When Ted Stelzenmuller opened Jack’s Bistro (3123 Elliott St.,  878-6542, jacksbistro.net) in 2007, novelty and innovation were its buzzwords. This was the restaurant that effectively introduced sous vide cooking to Baltimore (the restaurant’s website still makes the boast “Baltimore’s first sous vide restaurant!”), challenged diners to consider chocolate as an appropriate garnish to mac and cheese, and incorporated the unexpected—say, Pop Rocks—into appetizers. Eight years later, innovation survives at Jack’s, but it’s been tempered with a good dose of comfort.
This is not at all a bad thing. Free of pretensions, Jack’s has evolved from a foodie haunt to a neighborhood go-to joint. Locals amble in, post-workout, and grab a coveted booth, still wearing full Under Armour gear. Staff greet familiar faces by name and occasionally with a hug. A neighbor and her visiting sister request a table by the open front door so they can settle in and absorb the active street scene in between their catching up. This could all feel clubby or clannish, especially in such a compact space, but even those farther afield from Canton are welcomed into the fold with enthusiastic, but gentle, menu recommendations and an explanation that the main menu is where successful specials go to live.

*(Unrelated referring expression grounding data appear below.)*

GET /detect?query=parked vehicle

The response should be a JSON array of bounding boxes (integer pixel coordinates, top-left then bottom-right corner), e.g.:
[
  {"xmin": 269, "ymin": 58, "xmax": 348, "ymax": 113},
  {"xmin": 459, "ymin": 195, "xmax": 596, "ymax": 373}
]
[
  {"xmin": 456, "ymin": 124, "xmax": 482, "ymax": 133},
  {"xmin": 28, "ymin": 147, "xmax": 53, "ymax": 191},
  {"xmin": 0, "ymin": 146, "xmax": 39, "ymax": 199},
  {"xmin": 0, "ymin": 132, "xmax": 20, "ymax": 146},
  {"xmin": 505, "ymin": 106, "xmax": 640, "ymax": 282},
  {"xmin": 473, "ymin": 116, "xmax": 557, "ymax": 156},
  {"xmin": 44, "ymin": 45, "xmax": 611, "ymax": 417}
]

Some of those favorites on the main menu are hard to beat. The hickory-smoked whole tomato ($6.50) still feels novel with its mix of unexpected textures and flavors. The sprinkle of crispy dried corn powder and salty, warm fried feta create a pleasing contrast to the dusky, cool, and squishy flesh of the tomato that actually tastes like a tomato, even several months before the start of the season. Likewise, the sea bass ($35), dotted with nuggets of fresh crab and resting on a confetti of peas, carrots, and potatoes, has the mind and the tongue racing to identify flavors in the bright sauce. Is it lemon and tarragon? Maybe thyme, with a little mustard. Maybe it’s the onset of warm weather, but each bite of fish and vegetable tastes of spring.

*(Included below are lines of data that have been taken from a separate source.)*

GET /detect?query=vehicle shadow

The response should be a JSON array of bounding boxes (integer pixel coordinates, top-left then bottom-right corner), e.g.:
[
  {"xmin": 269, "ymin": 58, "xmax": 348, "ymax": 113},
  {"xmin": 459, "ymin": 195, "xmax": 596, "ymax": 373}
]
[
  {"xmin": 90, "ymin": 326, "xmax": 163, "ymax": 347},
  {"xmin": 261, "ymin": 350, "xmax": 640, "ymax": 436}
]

Time, however, has made other standbys come across as a little tired, albeit well executed. The addition of truffle oil to the excellent fries that accompany the teres major on the steak frites platter ($24) just feels dated rather than classic. I wonder, too, if the novelty of chocolate mac and cheese ($8.75) has worn off. It’s weird and lovely, but ultimately, one bite is enough to satisfy the curiosity.
Wide-ranging global influences have consistently showed up on Jack’s menu, from Moroccan chicken served over Israeli couscous to the intensely fragrant vegetarian yellow curry, Bodhi dal. When both dishes turn up at the table next to us, we simply pause, inhale, and make a mental note for next time. Though these two entrees are on the main menu, the specials reflect this continued interest in food from all over. Special appetizers include steamed bok choy, grilled beef wrapped in bamboo leaf, and a light-as-air, crispy Korean pancake ($8) studded with chunks of pork and finished with a sprinkle of cilantro and sliced jalapeño.
Kowloon chicken and noodles ($18.75) comes with a chatty explanatory note advising that smoking and brining causes the chicken to taste more like ham. “We absolutely love it, but it is recommended for the more adventurous palate,” the menu reads. The dish is absolutely approachable, a savory amalgam of mushroom, soy, garlic, and bok choy, but the admonition is correct: The meat is totally transformed, and it doesn’t taste like chicken.
Dessert options are limited—a slice of vanilla cheesecake, a creme brulee made with durian fruit, a re-interpretation of s’mores ($8) that reads more as a sophisticated take on the old-fashioned, packaged marshmallow pinwheel cookies than the rustic campfire cookie sandwich. Jack’s also continues to have a strong cocktail program with drinks as potentially as colorful as their names. A Gin Jam boasts Dorothy Parker gin, raspberry preserves, lemon, and lavender, while the Last Word is all dressed up for Christmas in green chartreuse, Luxardo Maraschino, lime, and Barr Hill raw honey gin. Complementing the cocktails is an adequate wine list, and a small but intriguing draft selection which, on this visit, included ASR Helles lightly smoked lager and Liefmans’ Oud Bruin Flemish sour ale.
Jack’s looks and feels like a corner pub—except the burger is made from pork belly and the fries can be potato or eggplant. It’s a clever conceit that somehow feels natural. It also makes you want to live closer to be part of the neighborhood. Is eight years too young to be called an institution?
Jack’s Bistro is open Wednesday-Saturday 5-11 p.m. and Sunday 5-10 p.m.